University of Mary cast members for “ND Voices from the Great War” (left to right) Casey Beck; Ashlyn George; Nicholas Waddell; John Davies; Cray Kennedy; Michael Durkin.

“Being a part of the WWI class and the ‘ND Voices from the Great War’ theater production has been amazing and moving,” said Sam Zezeus, a junior history major from Bristow, VA. “Reading these letters and then performing them on the stage is a time machine to 100 years ago. It’s so easy to think of events like wars as these grand things and forget about the individuals that participated in them. It’s very powerful to experience such a fraction of their life and it brings a deeper understanding to history to be a part of this project.”

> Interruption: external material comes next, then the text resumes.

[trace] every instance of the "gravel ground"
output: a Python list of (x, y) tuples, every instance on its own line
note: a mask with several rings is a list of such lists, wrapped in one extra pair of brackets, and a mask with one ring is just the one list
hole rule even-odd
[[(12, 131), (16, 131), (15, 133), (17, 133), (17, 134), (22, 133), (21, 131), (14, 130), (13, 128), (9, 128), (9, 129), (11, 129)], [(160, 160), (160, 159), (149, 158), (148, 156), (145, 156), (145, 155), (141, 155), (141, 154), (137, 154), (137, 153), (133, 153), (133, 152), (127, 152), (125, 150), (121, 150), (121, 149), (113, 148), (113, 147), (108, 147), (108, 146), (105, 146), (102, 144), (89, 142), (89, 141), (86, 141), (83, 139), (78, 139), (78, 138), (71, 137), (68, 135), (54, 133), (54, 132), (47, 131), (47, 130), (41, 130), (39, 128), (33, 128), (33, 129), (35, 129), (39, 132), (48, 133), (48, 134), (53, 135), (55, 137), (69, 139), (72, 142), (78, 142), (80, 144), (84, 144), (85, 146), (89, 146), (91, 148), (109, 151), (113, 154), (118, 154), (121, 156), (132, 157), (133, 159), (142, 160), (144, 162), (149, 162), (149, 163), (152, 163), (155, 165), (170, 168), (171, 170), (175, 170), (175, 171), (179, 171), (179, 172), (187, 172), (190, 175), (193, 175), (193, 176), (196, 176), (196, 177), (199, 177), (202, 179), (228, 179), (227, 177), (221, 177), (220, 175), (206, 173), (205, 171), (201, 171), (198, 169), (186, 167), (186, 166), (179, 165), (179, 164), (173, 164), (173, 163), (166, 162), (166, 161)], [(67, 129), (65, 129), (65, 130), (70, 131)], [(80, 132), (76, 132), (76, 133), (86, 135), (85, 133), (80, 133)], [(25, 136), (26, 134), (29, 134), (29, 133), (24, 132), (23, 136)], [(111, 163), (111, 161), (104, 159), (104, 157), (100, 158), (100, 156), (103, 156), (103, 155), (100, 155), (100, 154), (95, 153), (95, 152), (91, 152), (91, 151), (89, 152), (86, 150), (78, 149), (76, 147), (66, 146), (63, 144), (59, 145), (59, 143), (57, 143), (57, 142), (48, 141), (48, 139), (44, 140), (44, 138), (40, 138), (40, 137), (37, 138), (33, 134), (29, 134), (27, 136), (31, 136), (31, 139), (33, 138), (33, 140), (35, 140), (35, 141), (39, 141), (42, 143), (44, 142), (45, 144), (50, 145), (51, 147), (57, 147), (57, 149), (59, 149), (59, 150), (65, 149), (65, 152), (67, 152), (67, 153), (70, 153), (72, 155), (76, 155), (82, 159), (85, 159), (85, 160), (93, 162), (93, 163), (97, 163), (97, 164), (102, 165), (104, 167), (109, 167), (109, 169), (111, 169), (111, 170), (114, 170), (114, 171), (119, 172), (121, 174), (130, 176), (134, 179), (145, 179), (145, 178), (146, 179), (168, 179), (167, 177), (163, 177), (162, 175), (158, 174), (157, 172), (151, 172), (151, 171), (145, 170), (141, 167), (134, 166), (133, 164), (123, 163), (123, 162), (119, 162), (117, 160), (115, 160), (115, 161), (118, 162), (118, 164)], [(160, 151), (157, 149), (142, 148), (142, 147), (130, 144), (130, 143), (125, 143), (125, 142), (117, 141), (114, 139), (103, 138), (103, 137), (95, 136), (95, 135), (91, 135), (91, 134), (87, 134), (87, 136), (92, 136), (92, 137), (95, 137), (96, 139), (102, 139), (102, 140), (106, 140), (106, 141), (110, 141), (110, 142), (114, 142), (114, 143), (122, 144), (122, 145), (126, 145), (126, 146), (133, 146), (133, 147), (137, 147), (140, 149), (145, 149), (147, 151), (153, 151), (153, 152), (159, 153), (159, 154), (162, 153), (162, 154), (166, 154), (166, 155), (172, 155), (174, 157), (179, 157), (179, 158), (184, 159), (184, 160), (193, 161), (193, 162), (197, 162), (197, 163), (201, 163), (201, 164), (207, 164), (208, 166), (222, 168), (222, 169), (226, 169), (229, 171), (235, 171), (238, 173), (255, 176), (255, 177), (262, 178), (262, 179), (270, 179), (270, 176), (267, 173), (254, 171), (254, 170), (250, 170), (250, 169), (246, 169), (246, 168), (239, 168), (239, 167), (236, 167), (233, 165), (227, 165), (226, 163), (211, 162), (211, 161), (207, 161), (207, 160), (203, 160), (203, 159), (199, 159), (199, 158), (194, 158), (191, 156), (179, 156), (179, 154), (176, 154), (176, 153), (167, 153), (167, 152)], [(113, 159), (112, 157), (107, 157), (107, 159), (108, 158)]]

“This project has been an amazing opportunity to learn about North Dakotans who fought in the Great War,” stated Michael Durkin, a sophomore history major from Inkster, ND. ”The most exciting part has been finding letters from relatives of people I know.”

Americans experienced their first significant battlefield casualties of the Great War at the Battle of Belleau Wood with 10,000 soldiers either killed, wounded or missing in action, including the Beltmans.

Private Harold Beltman

“To see him go made an impression on me I can’t explain. Nothing ever has or could hit me such a blow. And I will be over it only when I am on the other side with him,” continued Albert in the letter, as he reconciles his own emotions and continues to console his mother. “The last time I saw him he was in good spirits and even after hurt he kept calm. When he went beyond his facial features relaxed to an expression of one asleep, which showed no signs of pain and told us he was ready to meet his God.”

In July 1923, Belleau Wood was dedicated as an American battle monument. At that time Maj. Gen. Harbord was made an honorary Marine and attended the event and provided these remarks:

“Now and then, a veteran, for the brief span that we still survive, will come here to live again the brave days of that distant June. Here will be raised the altars of patriotism; here will be renewed the vows of sacrifice and consecration to country. Hither will come our countrymen in hours of depression, and even failure, and take new courage from this shrine of great deeds.”

In April 2018, French President Emmanuel Macron gifted the United States a sessile oak sapling from Belleau Wood as part of his state visit. The Western Front was the main theater of World War I with at least 4 million killed.